Change is coming… The new Administrative Review Tribunal 

For many, the current system of appealing a Centrelink decision to the Administrative Appeals Tribunal can be intimidating and stressful. New reforms are aimed at changing that. 

Over the last financial year, Centrelink made decisions about the social security and family assistance entitlements of millions of Australians. For the many Australians engaging with the social security system at a vulnerable time in their lives, accessing their full entitlements can be the difference between entering homelessness or not or leaving a family violence relationship or not. 

Nearly all Centrelink decisions on social security and family assistance entitlements can be appealed and for all of them, the appeal process is the same. The most appealed decisions include rejection of a claim for payment, cancellation of a payment, and Centrelink debts. 

Appealing a Centrelink decision is free, and begins with requesting an internal review by Centrelink, which is also known as an Authorised Review Officer review. If this is unsuccessful, you can apply for an external review by the Administrative Appeals Tribunal (AAT). Time limits apply and vary according to the type of decision being reviewed. 

The AAT has jurisdiction to review decisions made under 400 Commonwealth Acts and legislative instruments. These include migration and refugee, taxation, NDIS, Freedom of Information, and passports. In 2022 – 2023, social security and family assistance law decisions were the second most common decisions appealed to the AAT, and in 26 per cent of these cases, the AAT varied the decision made by Centrelink.  

This highlights how the appeal process, and particularly an external review, is critical to accurate decision making, the effective administration of the social security system, and protecting the rights of vulnerable community members. However, many of our clients find the external review process through the AAT to be overwhelming, confusing, intimidating and highly stressful, especially if they don’t have assistance from an advocate or legal representative. 

In October 2021, the Commonwealth Senate established an inquiry into the performance and integrity of Australia’s administrative review system. The review highlighted concerns about the current operation and function of the AAT. Of particular importance to the inquiry was the issue of public confidence in the AAT’s decision making.  

The inquiry’s report stated that “[the AAT] has not been functioning in the fair, just, economical, informal and quick way that the Administrative Appeals Tribunal Act 1975 provides it should.” 

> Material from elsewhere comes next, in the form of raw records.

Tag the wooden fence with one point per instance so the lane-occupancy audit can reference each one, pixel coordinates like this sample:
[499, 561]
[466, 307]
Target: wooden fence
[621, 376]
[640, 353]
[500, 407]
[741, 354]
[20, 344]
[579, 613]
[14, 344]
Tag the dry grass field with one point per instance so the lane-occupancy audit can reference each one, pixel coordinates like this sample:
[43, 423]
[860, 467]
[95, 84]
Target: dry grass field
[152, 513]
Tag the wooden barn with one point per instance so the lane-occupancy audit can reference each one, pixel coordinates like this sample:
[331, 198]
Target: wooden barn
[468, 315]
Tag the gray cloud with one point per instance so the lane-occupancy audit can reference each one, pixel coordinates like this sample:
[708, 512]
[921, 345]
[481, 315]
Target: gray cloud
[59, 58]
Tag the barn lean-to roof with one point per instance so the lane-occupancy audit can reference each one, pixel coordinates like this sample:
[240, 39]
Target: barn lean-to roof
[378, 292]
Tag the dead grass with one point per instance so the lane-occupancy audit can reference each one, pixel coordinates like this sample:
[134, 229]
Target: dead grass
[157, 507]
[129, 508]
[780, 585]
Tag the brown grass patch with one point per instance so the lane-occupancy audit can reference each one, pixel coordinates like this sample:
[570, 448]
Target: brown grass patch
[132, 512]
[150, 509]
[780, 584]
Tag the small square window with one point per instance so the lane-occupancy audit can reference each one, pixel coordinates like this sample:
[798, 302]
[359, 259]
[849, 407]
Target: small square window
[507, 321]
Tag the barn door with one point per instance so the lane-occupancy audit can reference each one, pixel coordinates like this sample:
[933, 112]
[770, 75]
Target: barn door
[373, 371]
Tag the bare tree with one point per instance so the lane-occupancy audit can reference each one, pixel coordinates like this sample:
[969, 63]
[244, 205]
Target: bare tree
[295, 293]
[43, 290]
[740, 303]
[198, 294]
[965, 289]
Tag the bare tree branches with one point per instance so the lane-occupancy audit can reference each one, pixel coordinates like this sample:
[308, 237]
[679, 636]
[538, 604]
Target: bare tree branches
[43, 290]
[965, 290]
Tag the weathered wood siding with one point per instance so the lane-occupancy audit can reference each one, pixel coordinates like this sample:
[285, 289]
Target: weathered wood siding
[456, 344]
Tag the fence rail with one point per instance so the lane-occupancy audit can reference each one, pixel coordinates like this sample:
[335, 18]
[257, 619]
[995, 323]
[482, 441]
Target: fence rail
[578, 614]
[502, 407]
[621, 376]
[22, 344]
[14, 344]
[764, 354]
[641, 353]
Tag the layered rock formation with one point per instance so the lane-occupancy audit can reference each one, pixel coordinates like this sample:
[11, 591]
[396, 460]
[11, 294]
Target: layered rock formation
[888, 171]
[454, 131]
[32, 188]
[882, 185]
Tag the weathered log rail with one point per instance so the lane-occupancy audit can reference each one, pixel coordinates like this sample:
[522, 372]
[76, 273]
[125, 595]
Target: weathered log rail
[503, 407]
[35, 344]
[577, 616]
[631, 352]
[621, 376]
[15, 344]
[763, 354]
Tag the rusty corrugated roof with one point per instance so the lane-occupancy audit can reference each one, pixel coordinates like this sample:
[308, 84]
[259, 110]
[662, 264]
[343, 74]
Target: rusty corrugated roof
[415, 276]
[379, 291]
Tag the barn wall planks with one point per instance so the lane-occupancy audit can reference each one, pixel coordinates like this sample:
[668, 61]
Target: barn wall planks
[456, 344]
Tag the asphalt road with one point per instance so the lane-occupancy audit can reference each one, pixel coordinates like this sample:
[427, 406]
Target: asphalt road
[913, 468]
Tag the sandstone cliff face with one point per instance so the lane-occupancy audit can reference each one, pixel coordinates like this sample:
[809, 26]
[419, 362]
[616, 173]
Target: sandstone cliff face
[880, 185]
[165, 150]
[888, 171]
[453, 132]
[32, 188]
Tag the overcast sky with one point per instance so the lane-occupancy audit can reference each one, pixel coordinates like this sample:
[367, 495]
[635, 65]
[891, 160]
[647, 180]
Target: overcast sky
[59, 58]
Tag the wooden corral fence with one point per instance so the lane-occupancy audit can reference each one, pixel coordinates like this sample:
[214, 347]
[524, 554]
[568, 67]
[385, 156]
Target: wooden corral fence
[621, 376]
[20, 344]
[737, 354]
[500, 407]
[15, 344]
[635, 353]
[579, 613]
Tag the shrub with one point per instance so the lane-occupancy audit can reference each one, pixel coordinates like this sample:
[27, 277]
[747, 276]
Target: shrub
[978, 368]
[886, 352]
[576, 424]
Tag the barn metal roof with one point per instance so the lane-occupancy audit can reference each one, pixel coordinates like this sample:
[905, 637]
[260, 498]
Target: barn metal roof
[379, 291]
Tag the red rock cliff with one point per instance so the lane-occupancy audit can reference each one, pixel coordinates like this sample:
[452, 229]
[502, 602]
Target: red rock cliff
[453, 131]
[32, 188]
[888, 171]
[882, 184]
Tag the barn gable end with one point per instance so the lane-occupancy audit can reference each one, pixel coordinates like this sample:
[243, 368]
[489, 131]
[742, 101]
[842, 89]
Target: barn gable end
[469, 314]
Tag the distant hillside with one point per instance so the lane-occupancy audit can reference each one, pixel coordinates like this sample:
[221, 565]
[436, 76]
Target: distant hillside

It found that “review after review has outlined how the AAT needs to enact significant reforms to its functions and processes, and importantly to its member selection processes, to no avail. Something is fundamentally broken in the way the AAT currently operates.” 

The review ultimately recommended the AAT be disassembled and a new merits review system be developed to achieve the goals. 

The Commonwealth Government has now adopted this recommendation and announced the AAT will be abolished and a new Administrative Review Tribunal (ART) established. The ART is still in development with the exact model yet to be finalised. As such, there is currently no timeline for when it will commence, and the AAT continues to operate.  

Until then, if you need to appeal a Centrelink decision, you can still lodge a review request with the AAT. If the matter has not been reviewed by the AAT at the time the ART commences it will automatically transfer across to the new Tribunal system. 

Here at SSRV, we welcome reforms to the external review system that enhance access to justice for our most vulnerable community members. Social security and family assistance law is inherently technical and complex.  

We also believe that increasing access to independent and specialist legal advice forms a key part of any reform to ensure the objectives of the review are achieved and we have an administrative review system that operates as intended.